A ARTE DE MORRER.
“Mas como se ririam então, e
como pasmariam de nós aqueles homens imortais! Como se ririam das nossas
loucuras, como pasmariam da nossa cegueira, vendo-nos tão ocupados, tão
solícitos, tão desvelados pela nossa vidazinha de dois dias, e tão esquecidos e
descuidados da morte, como se fôramos tão imortais como eles? Eles sem dor, nem
enfermidade; nós enfermos, e gemendo; eles vivendo sempre; nós morrendo; eles
não sabendo o nome à sepultura; nós enterrando uns aos outros. Eles gozando o
mundo em paz; e nós fazendo demandas e guerras pelo que não havemos de gozar.

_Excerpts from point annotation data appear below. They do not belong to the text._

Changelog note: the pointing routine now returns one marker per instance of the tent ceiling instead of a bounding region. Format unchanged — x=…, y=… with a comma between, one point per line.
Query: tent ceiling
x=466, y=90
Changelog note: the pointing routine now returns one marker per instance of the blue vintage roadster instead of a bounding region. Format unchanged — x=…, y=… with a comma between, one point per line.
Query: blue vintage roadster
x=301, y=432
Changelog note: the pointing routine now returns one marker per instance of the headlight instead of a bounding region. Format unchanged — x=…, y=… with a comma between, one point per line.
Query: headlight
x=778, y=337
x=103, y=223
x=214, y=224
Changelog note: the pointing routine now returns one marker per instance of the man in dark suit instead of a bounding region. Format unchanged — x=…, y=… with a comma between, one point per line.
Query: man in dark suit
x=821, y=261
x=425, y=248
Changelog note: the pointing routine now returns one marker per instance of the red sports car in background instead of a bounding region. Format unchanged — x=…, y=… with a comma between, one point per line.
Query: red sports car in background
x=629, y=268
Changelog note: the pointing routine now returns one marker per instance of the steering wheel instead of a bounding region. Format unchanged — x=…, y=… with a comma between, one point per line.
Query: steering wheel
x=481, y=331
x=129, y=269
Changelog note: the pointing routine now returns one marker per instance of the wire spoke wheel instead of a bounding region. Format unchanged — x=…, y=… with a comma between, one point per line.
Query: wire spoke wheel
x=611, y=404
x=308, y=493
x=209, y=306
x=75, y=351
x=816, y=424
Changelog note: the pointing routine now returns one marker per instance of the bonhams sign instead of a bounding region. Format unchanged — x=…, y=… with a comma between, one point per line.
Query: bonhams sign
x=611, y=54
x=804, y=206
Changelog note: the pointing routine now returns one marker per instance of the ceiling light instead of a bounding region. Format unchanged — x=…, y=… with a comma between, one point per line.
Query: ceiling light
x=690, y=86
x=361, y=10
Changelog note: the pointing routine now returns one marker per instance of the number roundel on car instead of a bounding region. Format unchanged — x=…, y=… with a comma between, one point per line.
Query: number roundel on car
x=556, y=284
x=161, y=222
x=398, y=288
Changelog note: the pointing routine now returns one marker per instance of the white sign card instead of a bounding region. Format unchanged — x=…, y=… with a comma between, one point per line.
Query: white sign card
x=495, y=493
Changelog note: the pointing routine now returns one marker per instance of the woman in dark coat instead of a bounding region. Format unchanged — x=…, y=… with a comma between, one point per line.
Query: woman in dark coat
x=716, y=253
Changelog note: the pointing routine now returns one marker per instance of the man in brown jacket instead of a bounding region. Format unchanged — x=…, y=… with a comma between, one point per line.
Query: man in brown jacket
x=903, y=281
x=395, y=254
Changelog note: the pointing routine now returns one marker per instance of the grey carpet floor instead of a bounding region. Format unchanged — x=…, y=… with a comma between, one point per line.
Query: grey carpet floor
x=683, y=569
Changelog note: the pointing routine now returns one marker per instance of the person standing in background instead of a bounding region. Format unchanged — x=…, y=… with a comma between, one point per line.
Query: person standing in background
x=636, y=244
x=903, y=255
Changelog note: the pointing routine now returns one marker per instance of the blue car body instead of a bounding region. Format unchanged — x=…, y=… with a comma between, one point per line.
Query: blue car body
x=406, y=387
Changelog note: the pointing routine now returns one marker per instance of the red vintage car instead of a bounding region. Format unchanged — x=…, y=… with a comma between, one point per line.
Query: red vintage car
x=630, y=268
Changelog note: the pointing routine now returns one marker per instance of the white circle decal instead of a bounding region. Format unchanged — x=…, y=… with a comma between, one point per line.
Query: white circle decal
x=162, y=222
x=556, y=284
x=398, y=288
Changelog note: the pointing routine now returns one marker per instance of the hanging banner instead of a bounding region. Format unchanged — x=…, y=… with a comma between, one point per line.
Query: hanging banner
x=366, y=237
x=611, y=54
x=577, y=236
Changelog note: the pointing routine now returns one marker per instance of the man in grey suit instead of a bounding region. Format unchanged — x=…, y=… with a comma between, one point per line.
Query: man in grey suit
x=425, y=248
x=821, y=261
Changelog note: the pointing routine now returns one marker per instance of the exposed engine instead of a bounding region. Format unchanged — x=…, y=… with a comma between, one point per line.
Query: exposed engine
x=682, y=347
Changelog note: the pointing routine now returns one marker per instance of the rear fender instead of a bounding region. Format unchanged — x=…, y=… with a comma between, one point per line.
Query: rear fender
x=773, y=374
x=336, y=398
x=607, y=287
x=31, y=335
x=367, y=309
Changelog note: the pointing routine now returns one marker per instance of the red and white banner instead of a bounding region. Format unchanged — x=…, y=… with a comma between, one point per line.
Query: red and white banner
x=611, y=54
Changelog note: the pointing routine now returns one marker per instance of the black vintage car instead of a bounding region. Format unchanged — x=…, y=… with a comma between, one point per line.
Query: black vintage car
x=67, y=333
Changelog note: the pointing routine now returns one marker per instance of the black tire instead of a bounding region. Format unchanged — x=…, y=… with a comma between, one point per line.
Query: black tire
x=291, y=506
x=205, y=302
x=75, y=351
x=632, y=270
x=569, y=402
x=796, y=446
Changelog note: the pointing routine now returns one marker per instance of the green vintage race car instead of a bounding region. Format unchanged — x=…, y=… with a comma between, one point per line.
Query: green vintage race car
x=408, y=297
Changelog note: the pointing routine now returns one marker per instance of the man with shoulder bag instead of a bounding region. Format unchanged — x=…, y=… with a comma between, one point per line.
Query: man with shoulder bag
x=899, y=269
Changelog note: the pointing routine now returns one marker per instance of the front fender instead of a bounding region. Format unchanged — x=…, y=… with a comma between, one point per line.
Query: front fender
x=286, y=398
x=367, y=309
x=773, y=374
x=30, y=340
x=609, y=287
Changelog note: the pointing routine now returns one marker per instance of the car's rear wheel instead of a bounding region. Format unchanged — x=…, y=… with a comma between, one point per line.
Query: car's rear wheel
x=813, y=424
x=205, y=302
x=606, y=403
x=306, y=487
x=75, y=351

Homenzinhos miseráveis (haviam de dizer), homenzinhos miseráveis, loucos,
insensatos, não vedes que sois mortais? Não vedes que haveis de acabar amanhã?
Não vedes que vos hão-de meter debaixo de uma sepultura, e que de tudo quanto
andais afanando e adquirindo, não haveis de lograr mais que seis pés de terra!
Que doidice, e que cegueira é logo a vossa? Não sendo como nós, quereis viver
como nós?
Assim é: Morimur ut
mortales: vivimus ut immortales [Morremos como mortais: vivemos como imortais];
morremos como mortais que somos, e vivemos como se fôramos imortais.
(...)
Ora, senhores, já que somos
cristãos, já que sabemos que havemos de morrer, e que somos imortais; saibamos
usar da morte, e da imortalidade. Tratemos desta vida como mortais, e da outra
como imortais.”
Pe. Antônio Vieira. A Arte
de Morrer. 2º sermão da 4ª feira de Cinza. Ano de 1673, séc. XVII.